There’s a possible, unexpected answer to those callous questions I asked in my first paragraph. Let me run it by you and see what you think: black people are shooting each other because we don’t discriminate against them enough. Back in the days when there were signs saying ‘No Blacks!’ all over the place and young black males could be arrested in the street for being in possession of dreadlocks, they didn’t shoot each other. Now we’ve tackled institutional racism, the black community has been robbed of its identity and solidarity — and out come the guns.
This is not my thesis, but that of a black criminologist, Suzella Palmer, expounded in her dissertation ‘Made in the Ghetto: Black Identity, Resistance and Criminality’. It is reported, admiringly, on one of Britain’s biggest websites for black people, Black Britain. It seems that black youths in the 1980s were deeply ‘influenced by broader political currents of the time’ — black consciousness movements, civil rights and so forth, and thus united in their oppression. And so if they were going to kill anyone, I suppose, it would be whitey. Those days, sadly, are gone. And incidentally, the inclusion of the word ‘Resistance’ (a good thing, of course) in Ms Palmer’s dissertation should tell you all you should possibly need to know.

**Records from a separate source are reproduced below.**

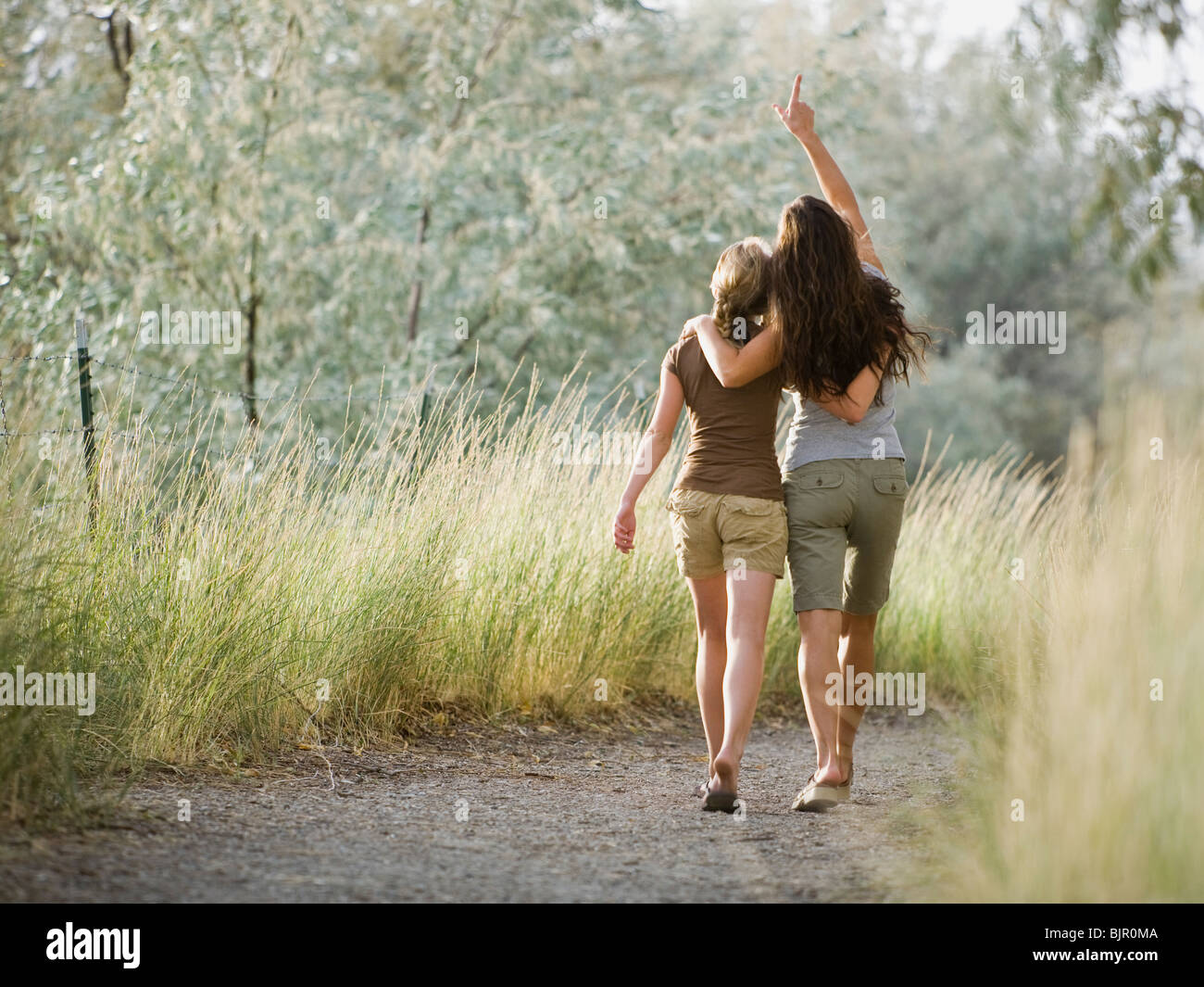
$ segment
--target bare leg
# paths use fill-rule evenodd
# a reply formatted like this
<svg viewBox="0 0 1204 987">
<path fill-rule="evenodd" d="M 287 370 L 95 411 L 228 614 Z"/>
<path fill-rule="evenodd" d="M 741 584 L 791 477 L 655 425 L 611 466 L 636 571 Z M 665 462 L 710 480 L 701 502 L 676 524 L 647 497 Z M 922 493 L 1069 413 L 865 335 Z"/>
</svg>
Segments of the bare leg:
<svg viewBox="0 0 1204 987">
<path fill-rule="evenodd" d="M 878 624 L 878 615 L 858 616 L 855 613 L 840 615 L 840 734 L 838 742 L 838 759 L 840 762 L 840 779 L 849 777 L 849 769 L 852 766 L 852 741 L 857 736 L 857 727 L 861 725 L 861 717 L 866 713 L 864 703 L 855 703 L 851 706 L 844 705 L 846 691 L 855 694 L 856 682 L 849 680 L 860 676 L 862 672 L 874 674 L 874 627 Z"/>
<path fill-rule="evenodd" d="M 686 580 L 698 625 L 695 685 L 702 729 L 707 734 L 707 777 L 715 774 L 715 754 L 724 742 L 724 671 L 727 668 L 727 584 L 722 572 Z"/>
<path fill-rule="evenodd" d="M 772 572 L 727 574 L 727 674 L 724 676 L 724 746 L 715 757 L 715 788 L 736 792 L 740 758 L 752 728 L 765 674 L 765 629 L 777 580 Z"/>
<path fill-rule="evenodd" d="M 839 675 L 839 610 L 803 610 L 798 613 L 798 683 L 803 689 L 807 722 L 815 738 L 815 780 L 824 785 L 844 781 L 837 757 L 840 707 L 827 701 L 832 676 Z"/>
</svg>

Elsewhere on the Black Britain portal you can find a cogent attack upon the decadent festival Valentine’s Day (the Western perception of love is shallow compared to its African equivalent, OK?) and the perorations of a lunatic called I.M. Nur who has written a book called The Meaning of Blackness. Mr Nur has had enough of ‘white supremacy’. ‘Being Black represents our connection to our Creator and to one another from a cosmic or spiritual perspective,’ he says. The nature of blackness is ‘unfathomable’, he argues, before pointing out that all of the gods we humans have created (or that maybe really existed) — Krishna, Buddha, Zeus, Osiris and the second division Mexican god Ixtliton — were as black as the ace of spades. So shove that in your pipe and smoke it, cracker.